Vancouver designers take Silver at LafargeHolcim Awards

A visual example of the Silver-winning proposed modular mid-rise housing model designed by LWPAC + Intelligent City (Vancouver).
Photo © LafargeHolcim Foundation

Earlier this month, the LafargeHolcim Foundation for Sustainable Construction announced the winners for the 2017 LafargeHolcim Awards (North American region) in Chicago. The foundation recognizes in-progress designs—not yet built—that demonstrate sustainable solutions to technological, environmental, socioeconomic, and cultural issues affecting contemporary construction. Presented every three years, more than half of the 200 previously awarded projects have gone into development.

Constance C. Bodurow of studio[Ci] took top honours this year, winning the Gold Award for neighbourhood planning in an under-utilized district in Detroit. The design empowers the community through civic engagement by reimagining vacant lots as opportunities for economic growth. The community-owned and -managed infrastructure includes plans for local energy and food production, as well as water and waste management. The jury praised studio[Ci]’s reimagining of “pocket vacancies” in Detroit as an opportunity to develop a “compelling, sustainable neighbourhood.” (Click here to read about the Toronto firm that took this prize in 2011.)

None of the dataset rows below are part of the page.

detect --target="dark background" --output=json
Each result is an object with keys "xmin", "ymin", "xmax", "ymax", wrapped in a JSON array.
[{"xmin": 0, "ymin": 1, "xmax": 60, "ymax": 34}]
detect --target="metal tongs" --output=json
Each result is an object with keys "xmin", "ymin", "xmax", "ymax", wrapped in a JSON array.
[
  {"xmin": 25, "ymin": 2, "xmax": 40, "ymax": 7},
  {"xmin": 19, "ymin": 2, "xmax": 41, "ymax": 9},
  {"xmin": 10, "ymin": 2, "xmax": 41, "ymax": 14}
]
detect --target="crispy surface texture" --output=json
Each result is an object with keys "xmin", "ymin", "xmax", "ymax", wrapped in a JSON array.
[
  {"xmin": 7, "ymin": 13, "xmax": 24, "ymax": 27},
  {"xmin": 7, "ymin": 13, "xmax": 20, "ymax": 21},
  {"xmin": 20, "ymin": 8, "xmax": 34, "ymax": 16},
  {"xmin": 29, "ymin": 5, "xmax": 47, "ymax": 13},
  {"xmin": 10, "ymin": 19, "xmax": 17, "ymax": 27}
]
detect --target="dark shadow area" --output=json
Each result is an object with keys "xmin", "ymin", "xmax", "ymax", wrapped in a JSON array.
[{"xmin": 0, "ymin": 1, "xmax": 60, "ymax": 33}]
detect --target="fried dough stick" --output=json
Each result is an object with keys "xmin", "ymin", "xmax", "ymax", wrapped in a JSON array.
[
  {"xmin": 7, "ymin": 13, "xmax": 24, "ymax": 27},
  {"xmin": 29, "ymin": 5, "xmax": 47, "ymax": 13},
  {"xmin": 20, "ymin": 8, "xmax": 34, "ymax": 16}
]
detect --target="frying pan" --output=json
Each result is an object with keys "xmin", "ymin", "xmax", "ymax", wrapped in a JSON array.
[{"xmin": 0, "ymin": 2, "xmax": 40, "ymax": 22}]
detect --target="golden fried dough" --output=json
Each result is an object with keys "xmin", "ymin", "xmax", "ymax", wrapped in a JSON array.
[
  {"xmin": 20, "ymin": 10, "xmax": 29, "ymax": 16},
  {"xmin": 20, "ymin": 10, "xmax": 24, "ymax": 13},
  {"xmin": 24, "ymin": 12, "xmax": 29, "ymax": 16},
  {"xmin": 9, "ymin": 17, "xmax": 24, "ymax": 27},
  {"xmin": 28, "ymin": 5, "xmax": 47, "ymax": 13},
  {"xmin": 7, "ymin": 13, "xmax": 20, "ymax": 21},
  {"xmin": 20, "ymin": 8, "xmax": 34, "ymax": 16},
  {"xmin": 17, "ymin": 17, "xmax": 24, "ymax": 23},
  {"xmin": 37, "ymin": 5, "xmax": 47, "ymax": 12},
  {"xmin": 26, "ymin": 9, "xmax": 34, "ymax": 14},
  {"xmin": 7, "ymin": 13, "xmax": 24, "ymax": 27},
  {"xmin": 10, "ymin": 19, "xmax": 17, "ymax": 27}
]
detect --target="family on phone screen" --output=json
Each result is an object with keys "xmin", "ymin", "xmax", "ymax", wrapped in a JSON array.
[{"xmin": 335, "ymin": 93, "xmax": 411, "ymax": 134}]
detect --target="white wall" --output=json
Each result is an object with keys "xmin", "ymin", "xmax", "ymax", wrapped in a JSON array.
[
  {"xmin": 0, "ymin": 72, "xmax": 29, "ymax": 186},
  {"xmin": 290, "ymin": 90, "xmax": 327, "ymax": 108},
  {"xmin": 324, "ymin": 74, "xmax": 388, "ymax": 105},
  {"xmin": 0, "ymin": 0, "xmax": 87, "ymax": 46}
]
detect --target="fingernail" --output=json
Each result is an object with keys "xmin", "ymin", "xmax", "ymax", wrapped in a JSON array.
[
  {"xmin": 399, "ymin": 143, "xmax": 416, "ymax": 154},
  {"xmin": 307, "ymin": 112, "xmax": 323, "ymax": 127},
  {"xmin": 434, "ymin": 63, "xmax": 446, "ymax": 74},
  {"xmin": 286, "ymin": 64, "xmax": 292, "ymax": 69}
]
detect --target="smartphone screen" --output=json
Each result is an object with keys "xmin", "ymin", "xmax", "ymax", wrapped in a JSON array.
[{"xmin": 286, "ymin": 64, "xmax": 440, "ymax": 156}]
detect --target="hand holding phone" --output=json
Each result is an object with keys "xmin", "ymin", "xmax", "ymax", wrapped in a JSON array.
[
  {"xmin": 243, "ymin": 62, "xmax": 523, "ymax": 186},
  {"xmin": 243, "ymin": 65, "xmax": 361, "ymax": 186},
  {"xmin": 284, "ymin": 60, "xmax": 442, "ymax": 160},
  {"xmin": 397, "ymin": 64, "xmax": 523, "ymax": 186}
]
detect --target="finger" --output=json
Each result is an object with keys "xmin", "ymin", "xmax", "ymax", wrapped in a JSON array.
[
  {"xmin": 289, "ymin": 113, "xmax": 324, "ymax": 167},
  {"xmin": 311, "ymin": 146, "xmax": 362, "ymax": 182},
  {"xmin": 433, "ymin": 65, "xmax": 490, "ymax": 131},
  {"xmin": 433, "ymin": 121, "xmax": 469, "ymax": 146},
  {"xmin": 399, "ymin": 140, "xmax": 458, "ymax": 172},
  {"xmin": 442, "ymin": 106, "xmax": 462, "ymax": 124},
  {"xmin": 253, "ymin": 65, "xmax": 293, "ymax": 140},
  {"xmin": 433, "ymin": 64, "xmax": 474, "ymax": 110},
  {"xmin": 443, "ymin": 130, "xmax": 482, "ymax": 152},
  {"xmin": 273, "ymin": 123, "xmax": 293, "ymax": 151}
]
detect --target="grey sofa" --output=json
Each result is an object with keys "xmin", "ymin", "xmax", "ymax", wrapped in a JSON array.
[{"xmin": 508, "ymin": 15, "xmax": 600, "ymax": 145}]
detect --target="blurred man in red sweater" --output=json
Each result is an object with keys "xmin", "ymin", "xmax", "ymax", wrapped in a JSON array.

Oliver Lang and Cynthia Wilson from Vancouver’s LWPAC + Intelligent City won the Silver Award for their innovative modular mid-rise housing design. The designers envision mixed-use housing through an adaptable modular panel system that creates a variety of unit layouts, both for single buildings and large developments, effectively merging sustainability with affordability.

The Bronze was awarded to Sheila Kennedy and Juan Frano Violich (Kennedy & Violich) based at Wellesley College in Boston for their net-zero greenhouse design. Using local materials and labour, this project reimagines the greenhouse—generally considered a high-energy structure—as an energy-efficient site, suitable for studies of plant-form adaptations.

Another Canadian—Jason Heinrich of the University of British Columbia (Vancouver)—was among those honoured with the Next Generation Prize for young designers, recognized for his protocol for the agent-based transformation of a Vancouver neighbourhood. (Click here to read about a 2014 Canadian winner of this award.)

The North American Gold, Silver, and Bronze winners will compete for the Global LafargeHolcim Awards in March 2018, along with the top winners from Europe, Latin America, Middle East Africa, and Asia Pacific. The foundation reviewed over 5000 entries from 121 different countries for the 2017 awards cycle.

The next LafargeHolcim Awards competition opens for entries in mid-2019.